Third, we can create actual objects of our newly-defined type. After the first two steps, we can do this wherever and whenever we need it in our programs.

a_student = Student("Programmer, Paula", 11112222, 3.95, 1997, "COMPSCI")
s2 = Student("Coder, Calvin", 22223333, 3.22, 1996, "ECON")
three_student_list = [a_student, s2, Student("Lee, Tom", 33334444, 2.95, 1996, "MATH"))

Fourth, we can use our new Student objects. To get one field, like the GPA, from the Student object sored in a_student, we use a dot and the field name: a_student.GPA

print('The student', s2.name, 'majors in', s2.major, 'and has a GPA of', s2.GPA)

To change the field value in a namedtuple, we cannot say s2.GPA = 4.0, even though that may seem straightforward. [The reason is that namedtuples in Python are "immutable", meaning you can't poke a new field value directly into an existing namedtuple. Strings in Python are also immutable, but lists are mutable, so you can say L[3] = 17 .]

There are two ways to change the value of a namedtuple's field. The first is to create a whole new Student object, with all the field values of the original object except the field(s) you want to change:

s2 = Student(s2.name, s2.ID, 4.0, s2.year, s2.major)

The second is to use the _replace() method (note the underscore) and specify the field(s) to change:

s2 = s2._replace(GPA = 4.0)

Here's a key point that people sometimes confuse: The second step above, calling the namedtuple() function, does not create any actual data (any students in this case). The third step does that by calling the constructor function, in this case Student(). The second step describes what a Student object looks like and creates the Student() constructor function. But only calling that function constructs an actual Student.

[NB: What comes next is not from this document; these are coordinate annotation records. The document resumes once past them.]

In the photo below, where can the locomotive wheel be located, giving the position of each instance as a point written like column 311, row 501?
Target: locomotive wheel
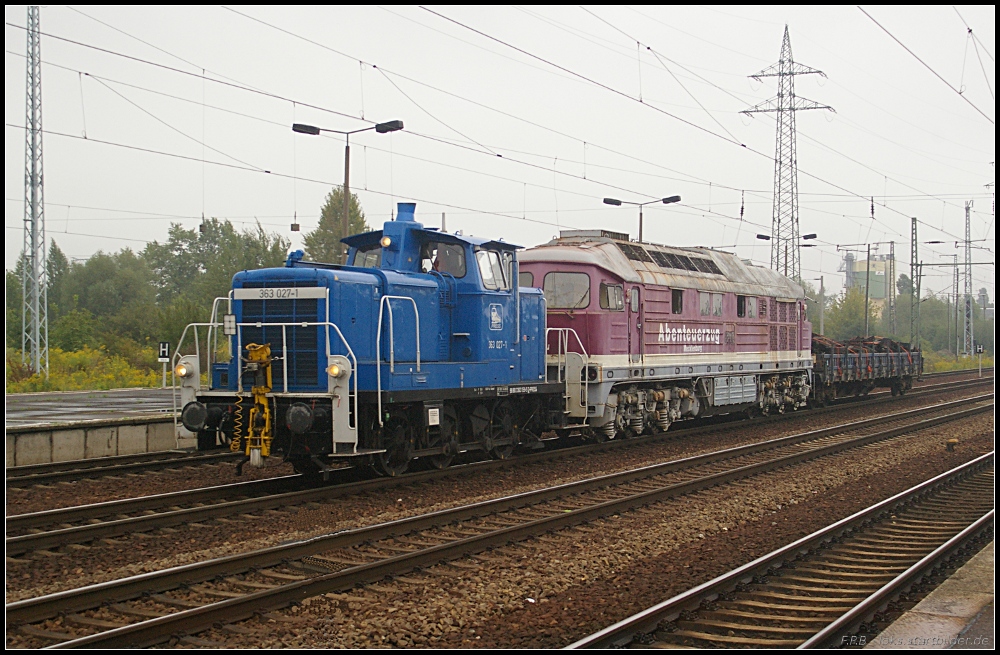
column 449, row 438
column 503, row 431
column 396, row 442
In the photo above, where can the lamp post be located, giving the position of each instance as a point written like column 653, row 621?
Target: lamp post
column 618, row 203
column 312, row 130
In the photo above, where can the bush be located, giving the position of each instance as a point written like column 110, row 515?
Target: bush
column 77, row 370
column 935, row 362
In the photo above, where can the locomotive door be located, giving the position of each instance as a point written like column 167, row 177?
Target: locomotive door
column 635, row 345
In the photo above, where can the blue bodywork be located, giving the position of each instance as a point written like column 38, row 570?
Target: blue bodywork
column 470, row 336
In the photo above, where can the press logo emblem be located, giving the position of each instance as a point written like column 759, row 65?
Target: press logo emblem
column 496, row 317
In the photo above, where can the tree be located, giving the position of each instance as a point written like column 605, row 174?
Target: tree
column 200, row 264
column 323, row 243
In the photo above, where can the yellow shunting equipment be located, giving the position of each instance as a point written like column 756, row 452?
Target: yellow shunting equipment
column 258, row 441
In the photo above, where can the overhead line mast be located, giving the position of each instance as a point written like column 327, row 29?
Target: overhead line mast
column 785, row 216
column 34, row 279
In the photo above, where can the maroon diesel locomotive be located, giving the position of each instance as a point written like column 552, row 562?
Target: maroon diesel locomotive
column 662, row 334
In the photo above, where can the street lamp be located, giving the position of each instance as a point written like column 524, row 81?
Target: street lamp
column 619, row 203
column 312, row 130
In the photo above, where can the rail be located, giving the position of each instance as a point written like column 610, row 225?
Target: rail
column 577, row 385
column 392, row 343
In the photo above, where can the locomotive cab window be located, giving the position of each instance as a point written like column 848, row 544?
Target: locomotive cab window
column 612, row 297
column 566, row 290
column 492, row 270
column 443, row 257
column 370, row 257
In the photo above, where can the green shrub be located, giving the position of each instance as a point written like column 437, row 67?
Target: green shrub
column 77, row 370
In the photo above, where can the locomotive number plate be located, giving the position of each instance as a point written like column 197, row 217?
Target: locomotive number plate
column 279, row 293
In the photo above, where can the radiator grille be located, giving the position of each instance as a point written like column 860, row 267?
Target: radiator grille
column 304, row 345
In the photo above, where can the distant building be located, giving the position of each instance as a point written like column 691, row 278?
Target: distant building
column 879, row 279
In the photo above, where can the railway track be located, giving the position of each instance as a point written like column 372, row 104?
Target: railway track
column 828, row 586
column 80, row 469
column 78, row 525
column 26, row 476
column 150, row 608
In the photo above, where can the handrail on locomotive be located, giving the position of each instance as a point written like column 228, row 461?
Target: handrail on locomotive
column 383, row 303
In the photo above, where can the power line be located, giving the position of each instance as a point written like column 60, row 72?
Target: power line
column 282, row 175
column 233, row 85
column 927, row 67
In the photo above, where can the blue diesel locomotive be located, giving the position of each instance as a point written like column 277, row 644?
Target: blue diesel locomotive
column 420, row 347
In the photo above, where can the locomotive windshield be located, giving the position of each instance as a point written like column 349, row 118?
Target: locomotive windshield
column 566, row 290
column 370, row 257
column 495, row 274
column 443, row 257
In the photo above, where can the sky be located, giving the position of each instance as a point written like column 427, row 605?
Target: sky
column 518, row 123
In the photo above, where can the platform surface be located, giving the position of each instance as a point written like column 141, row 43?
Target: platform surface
column 958, row 614
column 71, row 406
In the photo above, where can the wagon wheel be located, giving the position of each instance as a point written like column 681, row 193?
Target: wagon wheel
column 503, row 431
column 593, row 436
column 395, row 439
column 448, row 439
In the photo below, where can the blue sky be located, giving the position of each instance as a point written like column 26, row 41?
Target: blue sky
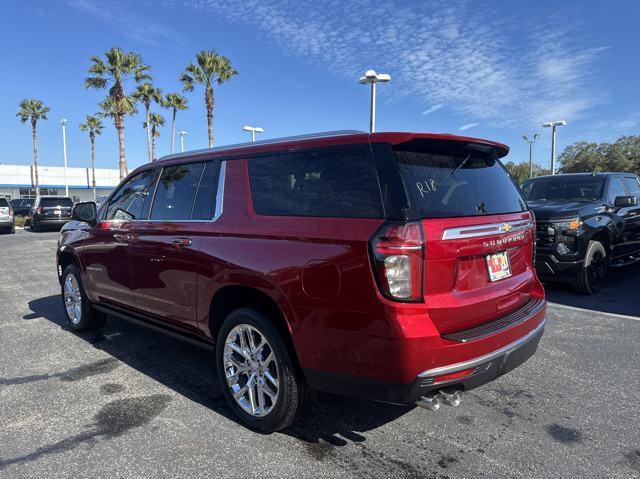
column 488, row 69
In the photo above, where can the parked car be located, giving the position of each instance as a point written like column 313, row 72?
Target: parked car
column 22, row 206
column 50, row 211
column 7, row 218
column 585, row 224
column 394, row 267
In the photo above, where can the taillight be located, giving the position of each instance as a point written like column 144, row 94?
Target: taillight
column 397, row 250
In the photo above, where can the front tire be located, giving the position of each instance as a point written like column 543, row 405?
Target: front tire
column 593, row 274
column 80, row 313
column 256, row 372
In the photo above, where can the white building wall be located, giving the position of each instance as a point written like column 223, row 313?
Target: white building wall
column 13, row 178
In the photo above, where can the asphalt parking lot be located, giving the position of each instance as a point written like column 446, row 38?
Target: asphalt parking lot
column 127, row 402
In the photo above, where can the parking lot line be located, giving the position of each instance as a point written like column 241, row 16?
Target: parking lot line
column 590, row 311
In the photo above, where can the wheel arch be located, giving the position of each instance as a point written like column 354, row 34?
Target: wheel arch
column 232, row 297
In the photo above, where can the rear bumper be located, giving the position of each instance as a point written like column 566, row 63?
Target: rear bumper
column 549, row 267
column 51, row 221
column 486, row 368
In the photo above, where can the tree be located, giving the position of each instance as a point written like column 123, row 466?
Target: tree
column 118, row 68
column 94, row 126
column 209, row 68
column 155, row 122
column 145, row 94
column 520, row 171
column 175, row 102
column 33, row 111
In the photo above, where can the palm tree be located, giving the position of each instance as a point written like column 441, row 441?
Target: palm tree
column 94, row 126
column 175, row 102
column 145, row 94
column 33, row 111
column 119, row 67
column 209, row 68
column 155, row 122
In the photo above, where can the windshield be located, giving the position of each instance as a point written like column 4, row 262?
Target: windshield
column 457, row 183
column 582, row 189
column 53, row 202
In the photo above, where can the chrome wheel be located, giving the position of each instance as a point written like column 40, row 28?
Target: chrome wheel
column 72, row 299
column 251, row 370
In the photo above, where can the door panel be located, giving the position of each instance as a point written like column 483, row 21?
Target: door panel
column 106, row 259
column 164, row 271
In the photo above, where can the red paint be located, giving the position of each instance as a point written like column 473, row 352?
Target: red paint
column 350, row 327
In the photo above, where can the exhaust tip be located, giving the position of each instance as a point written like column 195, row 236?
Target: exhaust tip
column 452, row 398
column 432, row 402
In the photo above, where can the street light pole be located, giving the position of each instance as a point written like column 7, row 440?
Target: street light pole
column 372, row 77
column 531, row 142
column 63, row 122
column 253, row 130
column 553, row 125
column 182, row 134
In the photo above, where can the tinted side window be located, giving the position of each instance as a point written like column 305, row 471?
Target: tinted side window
column 204, row 205
column 132, row 199
column 632, row 185
column 176, row 191
column 339, row 183
column 615, row 189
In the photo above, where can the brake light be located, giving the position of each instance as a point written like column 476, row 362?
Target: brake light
column 397, row 252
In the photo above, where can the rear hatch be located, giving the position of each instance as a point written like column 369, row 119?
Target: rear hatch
column 56, row 208
column 478, row 233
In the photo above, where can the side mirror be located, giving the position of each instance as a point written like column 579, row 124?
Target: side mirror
column 85, row 211
column 622, row 201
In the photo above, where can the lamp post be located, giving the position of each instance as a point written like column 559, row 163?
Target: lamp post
column 63, row 122
column 531, row 142
column 253, row 130
column 553, row 125
column 182, row 134
column 372, row 77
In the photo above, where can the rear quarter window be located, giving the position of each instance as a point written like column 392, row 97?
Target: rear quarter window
column 331, row 183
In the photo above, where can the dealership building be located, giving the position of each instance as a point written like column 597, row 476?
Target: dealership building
column 18, row 181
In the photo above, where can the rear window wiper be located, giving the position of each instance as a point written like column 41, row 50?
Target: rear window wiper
column 462, row 163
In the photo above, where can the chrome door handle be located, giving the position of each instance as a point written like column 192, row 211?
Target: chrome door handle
column 182, row 242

Why not plain tuples? Python does provide plain/regular/un-named tuples, which also group related values into a single package. But the only way to refer to a field of a plain tuple is with an index number (e.g., plain_one[2] for the third field [remember zero-based indexing] of the tuple called plain_one). That's okay for objects with just a couple of fields where everyone can remember the order; (x,y,z) coordinates would be one example. But even with our Student object above, without field names we'd have to remember that GPA is in position [2], the third position, and not position [3] or [4]. It's confusing and error-prone; namedtuples help us avoid those problems.

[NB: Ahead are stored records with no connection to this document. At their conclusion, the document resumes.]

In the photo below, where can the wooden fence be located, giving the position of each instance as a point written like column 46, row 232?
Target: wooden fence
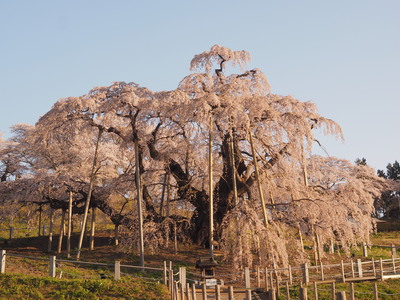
column 249, row 284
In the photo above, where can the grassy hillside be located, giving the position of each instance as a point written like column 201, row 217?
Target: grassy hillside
column 28, row 287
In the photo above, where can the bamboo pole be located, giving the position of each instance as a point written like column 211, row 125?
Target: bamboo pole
column 89, row 195
column 211, row 192
column 258, row 180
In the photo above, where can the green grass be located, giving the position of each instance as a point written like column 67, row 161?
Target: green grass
column 28, row 287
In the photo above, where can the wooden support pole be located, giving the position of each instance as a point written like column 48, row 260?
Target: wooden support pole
column 194, row 296
column 92, row 229
column 89, row 195
column 3, row 261
column 61, row 232
column 230, row 293
column 139, row 194
column 171, row 280
column 375, row 285
column 182, row 276
column 116, row 235
column 247, row 278
column 365, row 250
column 303, row 293
column 341, row 295
column 352, row 268
column 359, row 268
column 52, row 268
column 211, row 191
column 187, row 290
column 322, row 271
column 50, row 243
column 306, row 275
column 69, row 225
column 232, row 148
column 290, row 275
column 182, row 291
column 301, row 238
column 315, row 291
column 248, row 294
column 11, row 232
column 373, row 266
column 260, row 191
column 204, row 291
column 218, row 292
column 117, row 270
column 176, row 290
column 352, row 296
column 165, row 276
column 271, row 294
column 287, row 291
column 343, row 274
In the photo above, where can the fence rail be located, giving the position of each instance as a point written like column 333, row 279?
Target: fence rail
column 189, row 285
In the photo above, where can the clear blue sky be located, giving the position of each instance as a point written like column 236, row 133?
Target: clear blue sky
column 342, row 55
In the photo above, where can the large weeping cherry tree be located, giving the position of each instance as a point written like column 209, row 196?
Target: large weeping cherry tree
column 267, row 183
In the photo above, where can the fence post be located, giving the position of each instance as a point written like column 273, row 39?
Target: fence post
column 11, row 232
column 306, row 276
column 247, row 278
column 3, row 262
column 359, row 268
column 182, row 276
column 52, row 268
column 117, row 270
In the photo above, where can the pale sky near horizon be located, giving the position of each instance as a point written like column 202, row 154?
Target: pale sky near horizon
column 342, row 55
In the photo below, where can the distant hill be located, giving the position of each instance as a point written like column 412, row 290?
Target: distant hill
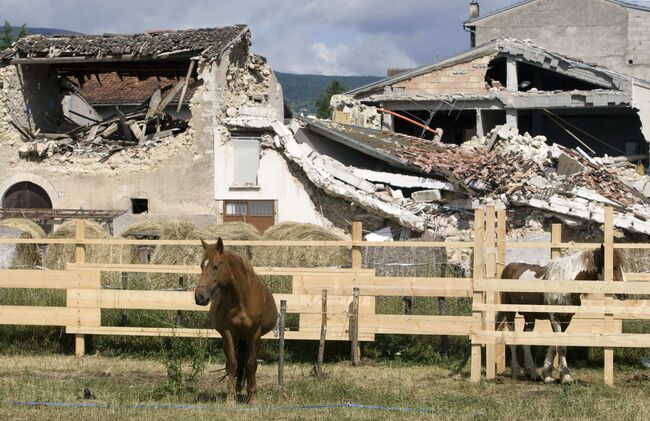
column 302, row 91
column 43, row 31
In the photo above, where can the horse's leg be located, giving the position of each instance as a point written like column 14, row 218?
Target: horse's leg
column 507, row 319
column 529, row 325
column 241, row 364
column 231, row 365
column 565, row 374
column 547, row 372
column 251, row 366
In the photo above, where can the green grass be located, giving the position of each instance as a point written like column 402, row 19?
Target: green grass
column 449, row 394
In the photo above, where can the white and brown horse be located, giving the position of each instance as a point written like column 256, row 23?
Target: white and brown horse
column 587, row 265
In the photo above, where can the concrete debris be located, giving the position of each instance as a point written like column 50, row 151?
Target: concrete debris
column 145, row 127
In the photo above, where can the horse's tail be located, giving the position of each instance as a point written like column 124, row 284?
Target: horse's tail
column 242, row 358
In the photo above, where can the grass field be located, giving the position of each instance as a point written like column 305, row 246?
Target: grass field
column 121, row 384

A namedtuple is not a list: We use lists for objects of the same type (like a list of temperatures or a list of students). [Python allows other uses of lists, but we have other, better tools for those uses.] We use namedtuples for a single object that consists of multiple data items, possibly of different types (like a student's name, ID, GPA, birth year, and major, or like a book's author, title, publication year, and price).

Example of namedtuples in action: See the Restaurants Program.

Official documentation: You can read the official documentation about namedtuples on python.org. It contains additional details and variations that we won't be using, though, so there's a potential for confusion.